Many of us already know that being in nature helps. We feel it when we walk through the woods, sit beside water, or watch the stars under an open sky. There’s something deeply instinctive about that. What fewer people realise is that there’s now a strong body of scientific research that explains exactly why nature helps us feel – and function – better.
In today’s fast-paced world, especially in high-stress work environments, burnout and emotional disconnection are becoming increasingly common. Reconnecting with nature isn’t just pleasant – it’s essential to our mental health.

The Neuroscience of Nature
Spending time in green spaces reduces activity in the amygdala – the brain’s fear centre – and boosts areas associated with calm, empathy, and focus. A study by Bratman et al. (2015) found that participants who walked in nature for 90 minutes showed lower activity in the prefrontal cortex, which is linked to rumination and depressive thought patterns.
A UK study by White et al. (2019) found that people who spent at least two hours a week in nature experienced significantly better mental and physical wellbeing than those who didn’t. This was true regardless of income, age, or location.
Research also shows that time in nature leads to:
Reduced cortisol (stress hormone)
Lower blood pressure and heart rate
Greater emotional regulation and mental clarity
Why It Works
Nature gives us ‘soft fascination’ – a kind of gentle engagement that allows our brains to rest. It also helps us recover from attention fatigue caused by screen time and high cognitive load. The rhythm of walking, the texture of terrain, and the feel of weather all help regulate our nervous systems – especially helpful for those living with trauma or chronic stress.
Walking and Talking
Combining movement with green space makes these benefits even more powerful. I offer walk-and-talk therapy in nature because the combination of motion and environment supports reflection, emotional processing, and nervous system regulation.

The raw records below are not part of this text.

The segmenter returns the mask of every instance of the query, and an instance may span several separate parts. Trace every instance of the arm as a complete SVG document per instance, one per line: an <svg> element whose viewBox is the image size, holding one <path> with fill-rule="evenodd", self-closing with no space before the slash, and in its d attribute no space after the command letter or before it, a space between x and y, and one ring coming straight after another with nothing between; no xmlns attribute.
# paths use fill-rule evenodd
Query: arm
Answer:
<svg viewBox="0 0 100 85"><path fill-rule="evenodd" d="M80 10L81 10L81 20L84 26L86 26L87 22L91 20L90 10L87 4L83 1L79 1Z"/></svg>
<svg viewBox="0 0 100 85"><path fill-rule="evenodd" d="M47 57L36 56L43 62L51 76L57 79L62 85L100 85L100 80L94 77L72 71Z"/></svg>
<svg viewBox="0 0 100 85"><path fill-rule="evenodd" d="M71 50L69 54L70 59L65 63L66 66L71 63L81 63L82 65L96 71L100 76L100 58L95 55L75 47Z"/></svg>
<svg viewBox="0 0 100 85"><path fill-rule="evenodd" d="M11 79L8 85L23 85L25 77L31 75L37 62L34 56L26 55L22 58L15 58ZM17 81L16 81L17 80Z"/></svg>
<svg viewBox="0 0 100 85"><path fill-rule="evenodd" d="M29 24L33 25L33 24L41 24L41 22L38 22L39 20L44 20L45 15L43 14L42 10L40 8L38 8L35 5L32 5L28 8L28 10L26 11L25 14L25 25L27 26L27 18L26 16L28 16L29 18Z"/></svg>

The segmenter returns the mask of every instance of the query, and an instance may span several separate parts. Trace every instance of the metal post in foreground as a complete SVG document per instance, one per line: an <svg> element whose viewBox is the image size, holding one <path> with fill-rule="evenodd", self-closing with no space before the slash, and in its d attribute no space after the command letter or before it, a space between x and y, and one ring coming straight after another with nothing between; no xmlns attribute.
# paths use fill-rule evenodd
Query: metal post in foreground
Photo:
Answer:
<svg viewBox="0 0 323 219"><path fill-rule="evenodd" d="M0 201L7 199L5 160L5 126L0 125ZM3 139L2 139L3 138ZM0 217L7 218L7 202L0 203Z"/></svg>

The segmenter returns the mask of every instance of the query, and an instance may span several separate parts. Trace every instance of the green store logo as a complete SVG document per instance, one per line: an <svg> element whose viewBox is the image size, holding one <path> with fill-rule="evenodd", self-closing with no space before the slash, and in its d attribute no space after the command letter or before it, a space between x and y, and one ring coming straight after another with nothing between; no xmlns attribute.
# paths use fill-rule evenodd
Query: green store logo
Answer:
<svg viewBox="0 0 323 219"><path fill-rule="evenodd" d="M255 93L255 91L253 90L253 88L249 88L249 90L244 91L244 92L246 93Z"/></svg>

Side-by-side walking often helps people open up more easily. It’s less confrontational than sitting face to face, and nature itself can offer metaphors, symbolism, and safety. I’ve walked with clients through grief, addiction, trauma, and big life decisions – without forcing a solution. Nature allows the process to unfold gently.
Modern Life Isn’t Helping
Many people now spend most of their days indoors – in artificial light, behind screens, under constant time pressure. This environment is at odds with how we’re wired to live and can lead to anxiety, poor focus, and low mood.
Reconnecting with Nature
You don’t need a forest to benefit. A park bench, a tree-lined street, even tending to a houseplant can begin to calm the nervous system. Start small and build consistent contact with nature into your week.
Try this:
Take a walking meeting
Begin or end your day outdoors
Listen to birdsong or watch the wind in the trees
Step outside when feeling overwhelmed
For Men in Particular
Men are often socialised to avoid vulnerability, but nature provides a safer space for expression. Doing and being can happen at the same time. Walking in nature feels less intense than sitting indoors and talking – but can be just as meaningful.
Final Thoughts
Nature isn’t a luxury. It’s foundational. It reminds us that we are not machines – we’re living systems that need light, movement, air, and rest. If we want to support real mental health – in homes, schools, and workplaces – we must make space for natural environments.
Let this be your reminder: nature doesn’t just help us feel better – it helps us come back to who we are.